The cost of building — and likely the cost of new homes — will rise in Clovis.
Monday night, the city council voted 3-2 to raise development impact fees for new sewer, water lines and streets at 15%. The amount was a compromise — not the 27%-40% hike city staff recommended, but not the 9.9% the building industry suggested.
Either way, councilmembers had difficulty with the vote. They questioned the metrics used to determine the amount of the fee hike and impact it will have on new construction.
Councilwoman Lynne Ashbeck expressed frustration about the increases. She floated an idea of evaluating increases more often to lessen the sticker shock.
“I am struggling with the increase we are talking about,” she said. “How are people going to afford to go to Clovis?”
Councilmembers Jose Flores, Drew Bessinger and Bob Whalen voted yes; Ashbeck and Vong Mouanoutoua dissented for the main increase. Other increases for hourly rates for the city engineers and an update to planning division fees passed 5-0. The building industry did not object to the latter two fees.
Flores was concerned about pricing out commercial projects. City staff acknowledged “it is a big challenge.”
Mouanoutoua was concerned national builders might look elsewhere.
Clovis would have the biggest impact fees, compared to Fresno, Madera and Visalia, staff said.
“Because there is some contribution from the rate payers within Fresno that contribute to some of the big infrastructure,” city engineer Mike Harrison told GV Wire after the meeting.
Clovis has a policy of developers having to pay its own way.
“That has led to higher costs than other cities may experience,” Harrison said.
Building Industry Objected
The city says it met with “over 130 stakeholders,” including several in the development community, before putting together the proposal.
In a letter to the city, the Building Industry Association of Fresno/Madera Counties called the fee hikes “unsustainable.” The trade group is calling for a lower fee hike of 9.9%, using a different metric to evaluate costs than the city used.
Although popularly called “developer fees,” these infrastructure charges are passed on from developers to home buyers.
Several developers spoke during public comment asking for more time for the city to consider.
John Bonadelle, of Bonadelle Neighborhoods, said the fee rate — combined with higher construction costs and rising mortgage rates — will make homes less affordable.
“The proposed fee schedule runs the risk of making Clovis more uncompetitive against neighboring municipalities that compete for builders investment in housing projects.
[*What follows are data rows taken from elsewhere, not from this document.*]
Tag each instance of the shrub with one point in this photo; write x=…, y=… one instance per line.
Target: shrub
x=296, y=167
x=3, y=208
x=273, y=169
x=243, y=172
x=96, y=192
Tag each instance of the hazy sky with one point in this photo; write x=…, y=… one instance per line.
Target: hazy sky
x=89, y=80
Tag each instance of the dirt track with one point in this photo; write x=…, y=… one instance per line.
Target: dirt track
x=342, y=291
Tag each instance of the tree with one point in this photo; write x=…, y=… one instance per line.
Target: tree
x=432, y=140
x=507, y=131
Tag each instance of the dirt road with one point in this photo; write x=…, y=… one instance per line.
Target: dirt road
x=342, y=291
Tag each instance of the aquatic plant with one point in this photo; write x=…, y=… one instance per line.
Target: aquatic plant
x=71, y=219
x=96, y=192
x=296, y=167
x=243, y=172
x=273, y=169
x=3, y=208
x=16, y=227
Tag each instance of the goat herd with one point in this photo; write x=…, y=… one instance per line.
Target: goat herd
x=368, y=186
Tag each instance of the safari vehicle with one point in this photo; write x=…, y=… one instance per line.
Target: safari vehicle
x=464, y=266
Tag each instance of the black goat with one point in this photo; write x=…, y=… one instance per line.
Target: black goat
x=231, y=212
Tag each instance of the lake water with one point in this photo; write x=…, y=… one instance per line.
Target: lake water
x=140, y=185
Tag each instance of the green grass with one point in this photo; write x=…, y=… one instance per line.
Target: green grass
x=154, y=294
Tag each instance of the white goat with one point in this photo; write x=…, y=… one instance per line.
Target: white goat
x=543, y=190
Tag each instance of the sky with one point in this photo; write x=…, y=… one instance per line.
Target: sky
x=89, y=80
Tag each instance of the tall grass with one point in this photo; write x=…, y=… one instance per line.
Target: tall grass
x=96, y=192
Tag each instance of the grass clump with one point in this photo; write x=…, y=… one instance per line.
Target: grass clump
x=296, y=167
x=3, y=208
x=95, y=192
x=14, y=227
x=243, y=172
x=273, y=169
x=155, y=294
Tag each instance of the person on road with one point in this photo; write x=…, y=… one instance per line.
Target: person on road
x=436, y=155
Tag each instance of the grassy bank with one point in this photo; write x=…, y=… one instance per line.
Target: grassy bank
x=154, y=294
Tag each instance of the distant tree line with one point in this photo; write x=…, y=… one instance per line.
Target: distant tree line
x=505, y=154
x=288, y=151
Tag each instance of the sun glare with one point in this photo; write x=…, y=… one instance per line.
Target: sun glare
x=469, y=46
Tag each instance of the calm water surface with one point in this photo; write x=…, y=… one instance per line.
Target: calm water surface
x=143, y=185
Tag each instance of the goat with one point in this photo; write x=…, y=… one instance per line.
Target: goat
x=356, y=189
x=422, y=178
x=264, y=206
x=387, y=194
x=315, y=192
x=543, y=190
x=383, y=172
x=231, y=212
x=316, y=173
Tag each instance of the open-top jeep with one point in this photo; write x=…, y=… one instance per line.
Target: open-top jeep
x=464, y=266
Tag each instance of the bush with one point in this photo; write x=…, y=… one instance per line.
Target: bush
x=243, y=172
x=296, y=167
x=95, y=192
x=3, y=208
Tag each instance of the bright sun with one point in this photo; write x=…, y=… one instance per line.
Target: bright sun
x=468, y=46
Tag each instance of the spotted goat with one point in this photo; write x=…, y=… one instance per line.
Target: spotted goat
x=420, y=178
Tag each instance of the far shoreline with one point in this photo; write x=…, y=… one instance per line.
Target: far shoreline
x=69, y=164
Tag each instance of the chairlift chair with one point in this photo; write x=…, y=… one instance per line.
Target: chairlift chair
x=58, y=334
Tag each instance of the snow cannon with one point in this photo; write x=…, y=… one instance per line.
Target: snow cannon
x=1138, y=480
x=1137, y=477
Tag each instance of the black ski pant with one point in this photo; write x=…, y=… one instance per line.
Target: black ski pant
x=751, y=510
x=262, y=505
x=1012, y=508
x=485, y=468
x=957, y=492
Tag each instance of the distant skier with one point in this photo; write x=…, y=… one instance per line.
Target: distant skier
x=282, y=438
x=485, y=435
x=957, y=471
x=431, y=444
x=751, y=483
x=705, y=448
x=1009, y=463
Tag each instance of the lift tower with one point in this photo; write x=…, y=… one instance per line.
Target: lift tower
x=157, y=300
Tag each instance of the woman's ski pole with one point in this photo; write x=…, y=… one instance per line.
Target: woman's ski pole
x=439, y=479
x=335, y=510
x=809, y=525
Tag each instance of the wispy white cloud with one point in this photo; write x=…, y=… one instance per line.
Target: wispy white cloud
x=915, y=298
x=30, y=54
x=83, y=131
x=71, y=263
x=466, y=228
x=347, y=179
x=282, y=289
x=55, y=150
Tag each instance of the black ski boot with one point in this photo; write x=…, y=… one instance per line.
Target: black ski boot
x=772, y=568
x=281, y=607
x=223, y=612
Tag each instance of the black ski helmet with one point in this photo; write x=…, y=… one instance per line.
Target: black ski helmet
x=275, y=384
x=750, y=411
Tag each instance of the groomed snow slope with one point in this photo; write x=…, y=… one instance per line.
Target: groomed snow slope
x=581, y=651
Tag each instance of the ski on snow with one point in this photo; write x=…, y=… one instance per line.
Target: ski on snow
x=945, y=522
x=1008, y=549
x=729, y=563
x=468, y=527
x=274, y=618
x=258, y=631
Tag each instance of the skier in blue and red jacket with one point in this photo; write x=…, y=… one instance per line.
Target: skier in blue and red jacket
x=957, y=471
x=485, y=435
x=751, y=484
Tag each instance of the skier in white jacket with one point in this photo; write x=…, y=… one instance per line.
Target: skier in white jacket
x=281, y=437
Builders will gravitate towards investing in municipalities with lower fee schedules that will allow for more competitively priced housing,” Bonadelle said in chambers.
Young Properties, Wilson Homes, Granville Homes echoed similar sentiments.
Darius Assemi, president/CEO of Granville Homes, is the publisher of GV Wire.
The city council last approved a development fee increase last year. But, that was in the 4-5%, Harrison said. The reason for the spike includes the pandemic, inflation and the Russia-Ukraine ware.
Escalating Costs Justified Increases
Citing escalating costs, the Clovis City Council approved raising developer fees on new home construction to help pay for things like sewer and water lines on Monday night.
City proposed raises of 27% to 40%, depending on the type of structure built. Staff recommended a phased implementation of the fee increases — 50% now, and the rest to be determined next year.
How much could a new home price increase? City staff provided this example: a new home selling for $375,000 would see a 2% price increase — approximately $7,500 — with the higher fees.
However, finding a new house that sells for $375,000 might be impossible in the sizzling Clovis market, where townhouses are currently about $400,000.
The new fee structure would cover increased hourly rates for city engineers, from $119 an hour to $140.
“Frequent adjustments are needed in order to attempt to keep pace with construction cost increases and fully fund the infrastructure associated with growth,” the city staff report says.
The nearly two-and-a-half hour discussion also revealed that street rates are different depending on the location in the city. City engineer Harrison says it depends on the “growth zone.”